As Egypt reels from the worst violence in decades, the nation’s vital tourism industry seems certain to suffer. Egyptian security officials are forcefully dispersing sit-ins, resulting in a spiralling toll in deaths and injuries, while the country is under emergency law until further notice. So what to do if you’re already booked to holiday there?
The Foreign Office (FCO) currently advises against all but essential travel to the country, except for the Red Sea resorts, such as Sharm el-Sheikh and Dahab. Meanwhile, the Egyptian daily newspaper al Alhram reports that the ministry of state for antiquities has closed all archaeological sites and museums across Egypt.
British Airways says it has altered flights schedules to Cairo so that they do not land in the evening, into the dusk-to-dawn curfew that has been imposed across the capital and other major areas. “We are keeping the situation in Egypt under constant review,” a British Airways spokesperson said. “We are also offering customers the option of rebooking to a later date, or to another destination.”
Britain’s biggest travel operator, Thomson and First Choice, states: “The majority of our customers are in Sharm el-Sheikh which is a considerable distance – indeed, an eight-hour drive – from Cairo. There have been no related incidents in Sharm el-Sheikh or any of the other popular Red Sea tourist areas.” Booking conditions for the resort destinations of Sharm el Sheikh, Marsa Alam, Taba and Hurghada remain “as normal”, with tourists flying into the resorts airports. The operator currently has 11,769 British tourists in Egypt.
The vast majority of travellers heading to the Red Sea resorts fly there directly. EasyJet runs flights to Sharm el-Sheikh, which land outside of curfew hours. A spokesperson for the airline said the company can refund tickets that have already been booked, but added they haven’t seen any demand for this.
The UK travel association Abta also states that conditions relating to travel to Red Sea resorts are continuing as normal, although customers travelling outside of this area “will be offered the option of deferring their date of travel, transferring to another destination or having a full refund for as long as the advice remains in place”. It assures that: “Red Sea resorts are largely self-contained and autonomous with the majority of customers staying in large complexes, often all-inclusive with a wide selection of bars and restaurants.”
But the FCO has further cautions on what travellers should do when they actually get to these resorts. Its latest statement says: “Travel advice for Red Sea resorts remains unchanged but local authorities in Sharm el-Sheikh have temporarily stopped tourist excursions. In Hurghada the police have advised tourists to remain within hotel grounds. We advise British tourists to follow the regulations set by the local authorities and to obey curfews. British tourists should also ensure they keep valid identification with them at all times.”

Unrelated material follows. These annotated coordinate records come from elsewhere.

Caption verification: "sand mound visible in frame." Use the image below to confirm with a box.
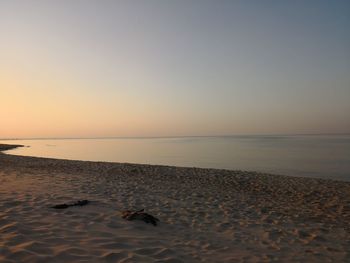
[0,153,350,262]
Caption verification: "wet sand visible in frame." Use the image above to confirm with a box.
[0,145,350,262]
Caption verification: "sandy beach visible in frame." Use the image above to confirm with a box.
[0,145,350,262]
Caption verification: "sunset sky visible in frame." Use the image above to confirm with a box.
[0,0,350,138]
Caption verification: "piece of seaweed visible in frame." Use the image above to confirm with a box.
[51,200,90,209]
[122,209,159,226]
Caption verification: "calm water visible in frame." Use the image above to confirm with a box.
[0,135,350,181]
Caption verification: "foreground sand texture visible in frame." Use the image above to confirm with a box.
[0,145,350,262]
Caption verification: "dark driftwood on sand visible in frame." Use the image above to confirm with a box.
[122,209,159,226]
[51,200,90,209]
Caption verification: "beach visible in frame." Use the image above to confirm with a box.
[0,145,350,262]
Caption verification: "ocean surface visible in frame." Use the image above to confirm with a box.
[0,135,350,181]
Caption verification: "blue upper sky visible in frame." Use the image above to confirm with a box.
[0,0,350,137]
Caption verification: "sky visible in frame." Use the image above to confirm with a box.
[0,0,350,138]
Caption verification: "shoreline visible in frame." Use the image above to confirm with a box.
[0,145,350,262]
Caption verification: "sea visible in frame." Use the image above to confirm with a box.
[0,135,350,181]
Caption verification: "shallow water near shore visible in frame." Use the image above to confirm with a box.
[0,135,350,181]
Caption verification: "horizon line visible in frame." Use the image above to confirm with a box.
[0,132,350,141]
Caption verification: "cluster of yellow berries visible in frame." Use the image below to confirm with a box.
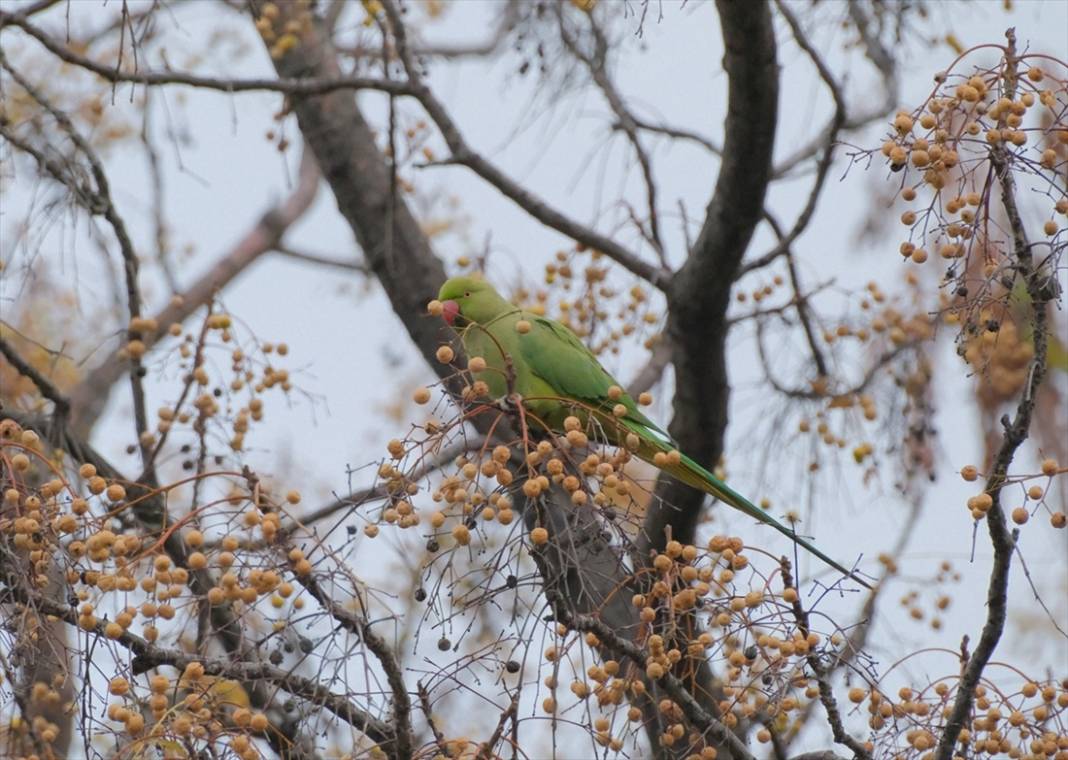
[256,2,314,61]
[960,458,1068,528]
[107,661,270,760]
[0,412,312,759]
[848,670,1068,760]
[882,58,1068,273]
[538,244,662,355]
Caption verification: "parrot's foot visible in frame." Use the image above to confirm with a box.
[494,393,523,413]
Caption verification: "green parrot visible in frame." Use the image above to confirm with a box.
[438,276,868,586]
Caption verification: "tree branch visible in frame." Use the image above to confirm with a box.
[0,11,412,95]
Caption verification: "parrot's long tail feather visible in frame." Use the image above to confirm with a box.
[623,419,871,588]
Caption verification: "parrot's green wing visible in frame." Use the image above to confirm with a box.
[519,317,668,439]
[508,314,868,586]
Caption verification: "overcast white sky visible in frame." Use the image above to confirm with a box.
[0,0,1068,755]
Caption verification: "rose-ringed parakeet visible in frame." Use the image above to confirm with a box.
[438,276,867,586]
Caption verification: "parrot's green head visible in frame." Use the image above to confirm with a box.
[438,276,515,324]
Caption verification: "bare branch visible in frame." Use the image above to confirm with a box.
[556,7,664,251]
[273,243,371,275]
[772,0,898,179]
[70,151,319,434]
[0,51,156,473]
[779,557,874,760]
[0,11,412,95]
[936,29,1049,760]
[0,335,70,416]
[640,1,779,555]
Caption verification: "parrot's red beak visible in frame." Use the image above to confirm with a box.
[441,301,460,324]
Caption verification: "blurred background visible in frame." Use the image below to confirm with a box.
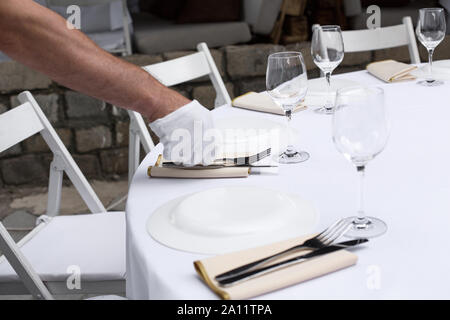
[0,0,450,233]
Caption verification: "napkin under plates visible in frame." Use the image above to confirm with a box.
[147,166,250,179]
[232,92,306,115]
[194,232,358,300]
[367,60,417,82]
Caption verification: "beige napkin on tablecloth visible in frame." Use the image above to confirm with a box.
[147,155,250,179]
[366,60,417,82]
[147,167,250,179]
[194,232,358,300]
[232,92,306,116]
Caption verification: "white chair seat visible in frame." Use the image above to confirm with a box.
[0,212,125,282]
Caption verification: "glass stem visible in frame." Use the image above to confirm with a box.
[325,72,333,109]
[355,166,368,225]
[428,49,434,81]
[286,110,294,155]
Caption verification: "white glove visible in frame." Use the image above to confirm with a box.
[149,100,218,166]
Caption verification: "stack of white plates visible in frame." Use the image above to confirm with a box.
[147,186,318,254]
[215,116,298,157]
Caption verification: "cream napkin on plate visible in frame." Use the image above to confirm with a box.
[232,92,306,115]
[367,60,417,82]
[194,232,358,300]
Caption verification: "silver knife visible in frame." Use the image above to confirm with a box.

Travel journalist Matthew Teller, who specialises in the Middle East, says that there is an inherent difficulty around travel advice in such cases.
“What the FCO does or doesn’t say rules the roost in terms of what tour operators can and can’t offer clients.” Even if it doesn’t seem like you can do much while you’re there, major tour operators aren’t likely to let you change plans if you’re booked to travel to an area the FCO has deemed to be safe for travel.
Meanwhile, cruise operators MSC, Costa and Holland America Line are all reported to have pulled their Egypt-bound ships. This latest crisis will be a sharp blow to the Egyptian tourism industry, which is struggling to recover in the turbulent period following the uprising of 2011, which deposed Hosni Mubarak.
In 2010, a record 14m tourists arrived in Egypt and the industry represented 13% of GDP, directly or indirectly employing one in seven workers. But even before the recent crisis, the Egyptian tourism federation estimated hotel occupancy rates in Cairo to be around 15% while in Luxor – the site of the Valley of the Kings, that figure was barely in single digits.